Neste contexto, os republicanos deram início a uma operação mantida em sigilo por décadas, e em parte revelada em 1991 pelo ex-integrante do Conselho de Segurança Nacional de Carter, Gary Sick.
Por meses, eles se encontraram com representantes do governo revolucionário do Irã com um simples propósito: garantir que os 52 americanos detidos em Teerã só fossem libertados após a eleição de novembro de 1980.
Por muitos anos, as alegações de Sick foram desprezadas por boa parte do meio político americano, uma vez que muitas fontes falaram em condição de anonimato, e outras não eram exatamente as mais confiáveis.
Em 2023, um dos atores da operação, Ben Barnes, um político do Texas, confirmou ao New York Times ter acompanhado seu mentor político, o ex-governador do estado, John Connally, em viagens pela Europa e Oriente Médio, nas quais acredita que a mensagem para manter os reféns detidos até a vitória de Reagan foi passada.
— Irei para minha tumba acreditando que esse era o propósito da viagem — disse, se referindo a uma jornada iniciada em julho de 1980 e que passou por Jordânia, Síria, Líbano, Arábia Saudita, Egito e Israel, onde teriam ocorrido os encontros com os emissários iranianos. — Não era algo à toa, uma vez que [William] Casey [chefe da campanha de Reagan e ex-diretor da CIA] estava interessado em nos ouvir assim que retornássemos aos EUA. [Ele queria saber] se eles (iranianos) segurariam os reféns.
Não se sabe se Reagan tinha conhecimento da operação (e provavelmente nunca se saberá), mas ele foi eleito em novembro de 1980 com uma vitória histórica sobre Carter, conquistando 489 delegados no Colégio Eleitoral contra 49 do democrata.
Enquanto ele tomava posse no Capitólio, no dia 21 de janeiro de 1981, os 52 reféns em Teerã foram libertados.
O caso de Gershkovich está longe de receber a mesma atenção da crise dos reféns, e não há sinais de que a campanha republicana tenha com a Rússia os mesmos canais secretos que os assessores de Reagan mantiveram com o Irã.
Mas as declarações quase fraternais de Trump sobre Putin reforçam um alinhamento que deve impactar a política externa americana caso ele retorne à Casa Branca.
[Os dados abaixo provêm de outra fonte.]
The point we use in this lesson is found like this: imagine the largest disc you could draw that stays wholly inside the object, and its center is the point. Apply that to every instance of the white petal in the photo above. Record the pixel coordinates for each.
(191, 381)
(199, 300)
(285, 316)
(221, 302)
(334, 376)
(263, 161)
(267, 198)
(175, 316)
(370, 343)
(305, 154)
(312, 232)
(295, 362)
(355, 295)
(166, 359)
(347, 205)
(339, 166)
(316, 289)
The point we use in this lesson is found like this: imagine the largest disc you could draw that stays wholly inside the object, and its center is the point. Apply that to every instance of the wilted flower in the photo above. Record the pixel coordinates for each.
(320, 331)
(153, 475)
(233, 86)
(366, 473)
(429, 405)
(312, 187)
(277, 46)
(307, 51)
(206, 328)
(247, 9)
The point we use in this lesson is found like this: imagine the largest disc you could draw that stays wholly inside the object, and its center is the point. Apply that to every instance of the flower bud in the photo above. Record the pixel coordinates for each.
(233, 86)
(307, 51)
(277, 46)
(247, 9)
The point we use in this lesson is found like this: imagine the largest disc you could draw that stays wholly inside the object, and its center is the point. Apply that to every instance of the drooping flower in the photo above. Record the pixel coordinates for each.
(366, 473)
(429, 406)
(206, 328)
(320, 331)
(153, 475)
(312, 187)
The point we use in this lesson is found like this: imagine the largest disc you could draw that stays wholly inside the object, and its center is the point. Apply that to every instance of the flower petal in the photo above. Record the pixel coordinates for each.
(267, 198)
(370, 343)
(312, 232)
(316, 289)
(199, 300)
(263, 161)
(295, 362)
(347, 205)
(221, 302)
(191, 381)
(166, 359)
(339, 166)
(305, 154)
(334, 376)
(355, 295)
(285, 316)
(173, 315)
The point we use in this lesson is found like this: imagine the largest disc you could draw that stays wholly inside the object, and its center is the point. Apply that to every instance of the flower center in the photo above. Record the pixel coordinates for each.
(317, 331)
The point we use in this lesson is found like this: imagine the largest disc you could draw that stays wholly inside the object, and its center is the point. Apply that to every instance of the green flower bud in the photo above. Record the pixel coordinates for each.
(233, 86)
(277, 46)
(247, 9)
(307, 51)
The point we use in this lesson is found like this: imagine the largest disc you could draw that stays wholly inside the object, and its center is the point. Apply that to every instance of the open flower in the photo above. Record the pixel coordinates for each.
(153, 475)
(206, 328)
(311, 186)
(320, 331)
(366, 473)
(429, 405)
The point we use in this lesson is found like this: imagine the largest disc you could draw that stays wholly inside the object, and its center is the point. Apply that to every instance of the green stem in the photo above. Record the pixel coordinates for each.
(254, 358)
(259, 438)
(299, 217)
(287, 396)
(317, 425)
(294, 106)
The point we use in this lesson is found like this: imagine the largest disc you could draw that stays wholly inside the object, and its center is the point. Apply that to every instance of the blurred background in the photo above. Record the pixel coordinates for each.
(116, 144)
Trump já disse que resolverá a guerra na Ucrânia “em 24 horas”, ameaçou suspender a bilionária ajuda militar americana a Kiev e ameaçou deixar a Otan, a principal aliança militar do Ocidente e que é liderada pelos EUA, caso os parceiros europeus não incrementem seus gastos com defesa. Em fevereiro, durante discurso de campanha, afirmou que poderia se recusar a proteger a Europa em uma hipotética invasão russa.
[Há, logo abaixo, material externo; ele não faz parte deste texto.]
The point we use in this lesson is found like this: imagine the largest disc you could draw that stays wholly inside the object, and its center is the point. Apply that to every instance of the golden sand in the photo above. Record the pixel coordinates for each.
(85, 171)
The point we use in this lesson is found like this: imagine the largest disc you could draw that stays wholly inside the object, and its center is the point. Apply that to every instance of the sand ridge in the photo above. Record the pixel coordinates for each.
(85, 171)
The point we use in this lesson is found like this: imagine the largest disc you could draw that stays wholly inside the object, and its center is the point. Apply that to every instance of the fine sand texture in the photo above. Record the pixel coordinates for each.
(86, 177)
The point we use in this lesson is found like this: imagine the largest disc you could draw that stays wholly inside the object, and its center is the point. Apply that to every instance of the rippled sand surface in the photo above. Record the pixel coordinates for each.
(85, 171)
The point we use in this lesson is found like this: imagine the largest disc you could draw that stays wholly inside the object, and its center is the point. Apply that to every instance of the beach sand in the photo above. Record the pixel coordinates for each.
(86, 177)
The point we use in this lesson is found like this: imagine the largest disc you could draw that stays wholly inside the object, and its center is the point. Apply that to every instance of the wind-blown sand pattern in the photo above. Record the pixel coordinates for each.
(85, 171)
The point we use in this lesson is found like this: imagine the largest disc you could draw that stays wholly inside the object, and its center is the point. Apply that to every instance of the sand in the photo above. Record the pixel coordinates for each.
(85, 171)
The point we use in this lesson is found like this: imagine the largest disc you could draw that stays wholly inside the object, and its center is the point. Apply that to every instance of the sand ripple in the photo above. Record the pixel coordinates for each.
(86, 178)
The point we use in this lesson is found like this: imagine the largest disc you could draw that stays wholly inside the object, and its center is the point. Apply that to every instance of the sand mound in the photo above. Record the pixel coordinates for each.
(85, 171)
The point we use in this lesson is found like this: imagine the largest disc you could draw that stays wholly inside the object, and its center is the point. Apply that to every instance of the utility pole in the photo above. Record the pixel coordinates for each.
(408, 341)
— Não, não vou proteger vocês. Aliás, eu iria encorajá-los (Rússia) a fazer o que diabo quisessem fazer. Vocês (Europa) precisam pagar — disse o candidato republicano, ignorando o Artigo 5º do Tratado do Atlântico Norte, que prevê que um ataque contra um dos membros será considerado um ataque contra todos.
A afeição parece ser correspondida. Na quarta-feira, o líder russo disse que os tribunais americanos estão sendo usados para perseguir o republicano, um argumento repetido à exaustão pelo próprio Trump, ao comentar a condenação do ex-presidente pela compra do silêncio de uma ex-atriz pornô.
— Eles [EUA] estão se queimando por dentro, seu Estado, seu sistema político — disse Putin, em entrevista coletiva. — É óbvio para todo o mundo que o processo contra Trump, especialmente por acusações que foram feitas com bases em eventos ocorridos há muitos anos, sem provas diretas, é uma forma de usar o sistema judicial em uma luta política interna.